La marcialidad de los deportes salta a la vista pese al reglamento y la estilización para lavarle la sangre de la guerra y reducirlo al sudor del esfuerzo. El salto con pértiga es una disciplina creada por la necesidad de superar obstáculos y fortificaciones. El francés Renaud Lavillenie estableció en 6,16 metros el nuevo récord del mundo de salto de pértiga en pista cubierta, un centímetro más que el anterior. Dos días después 150 inmigrantes cameruneses superaron la valla de seis metros de altura que separa Marruecos de Melilla. La medida del récord y la de la valla y el fin último del ejercicio, pasar al otro lado, hacen menores otras diferencias, como la carencia de pértiga y de estilo de los inmigrantes, mucho peor equipados, alimentados y entrenados que el atleta, sin patrocinar ni estar becados por su país, una república del África Central.

Su entrenamiento no estaba enfocado al salto en sí y su falta de sistemática no carece de dureza. Para llegar hasta la valla de Marruecos soportaron noches heladas por el viento del desierto y días de 50 grados hacinados en vehículos que la UE no autorizaría para el traslado de animales. En el viaje no han tenido ni el aporte proteínico que precisa su esfuerzo físico ni una hidratación adecuada (en forma llana han pasado hambre y sed). Aunque separados de sus seres queridos y en tierra extraña, escondidos de la policía y del ejército, están muy motivados para llegar al otro lado porque la incertidumbre es menos cierta que la miseria.

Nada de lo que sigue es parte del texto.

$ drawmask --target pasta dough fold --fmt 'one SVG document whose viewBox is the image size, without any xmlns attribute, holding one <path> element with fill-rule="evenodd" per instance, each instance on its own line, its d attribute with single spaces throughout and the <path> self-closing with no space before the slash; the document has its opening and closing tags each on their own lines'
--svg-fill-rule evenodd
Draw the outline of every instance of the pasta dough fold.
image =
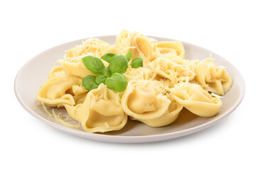
<svg viewBox="0 0 256 170">
<path fill-rule="evenodd" d="M 78 115 L 82 128 L 88 132 L 118 130 L 127 122 L 119 94 L 103 84 L 88 92 Z"/>
<path fill-rule="evenodd" d="M 73 97 L 75 95 L 75 91 L 73 91 L 74 86 L 80 86 L 82 79 L 73 76 L 54 76 L 47 80 L 37 94 L 39 101 L 44 103 L 48 106 L 55 107 L 66 103 L 75 105 L 75 102 Z M 83 88 L 81 86 L 81 89 Z M 87 91 L 83 91 L 86 93 Z M 74 94 L 75 92 L 75 94 Z M 79 94 L 81 94 L 80 91 Z"/>
<path fill-rule="evenodd" d="M 196 65 L 196 81 L 206 90 L 224 95 L 232 86 L 232 79 L 223 66 L 215 66 L 214 60 L 206 59 Z"/>
<path fill-rule="evenodd" d="M 156 94 L 153 81 L 142 81 L 128 83 L 122 98 L 125 113 L 136 119 L 151 120 L 164 115 L 171 101 L 161 94 Z"/>
<path fill-rule="evenodd" d="M 171 96 L 179 104 L 200 116 L 215 115 L 222 105 L 219 98 L 213 97 L 196 84 L 177 85 L 171 89 Z"/>
</svg>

Se entiende que al alcanzar la otra parte celebren la victoria como deportistas, con los dedos en V, el torso desnudo, las sonrisas anchas y la mirada perdida entre un horizonte que no les cabe en los ojos y el éxtasis al que lleva el esfuerzo. Han desafiado las leyes de inmigración del tercer y del primer mundo y la de la gravedad al saltar un obstáculo que costó 5.500 millones de pesetas y es moralmente infame.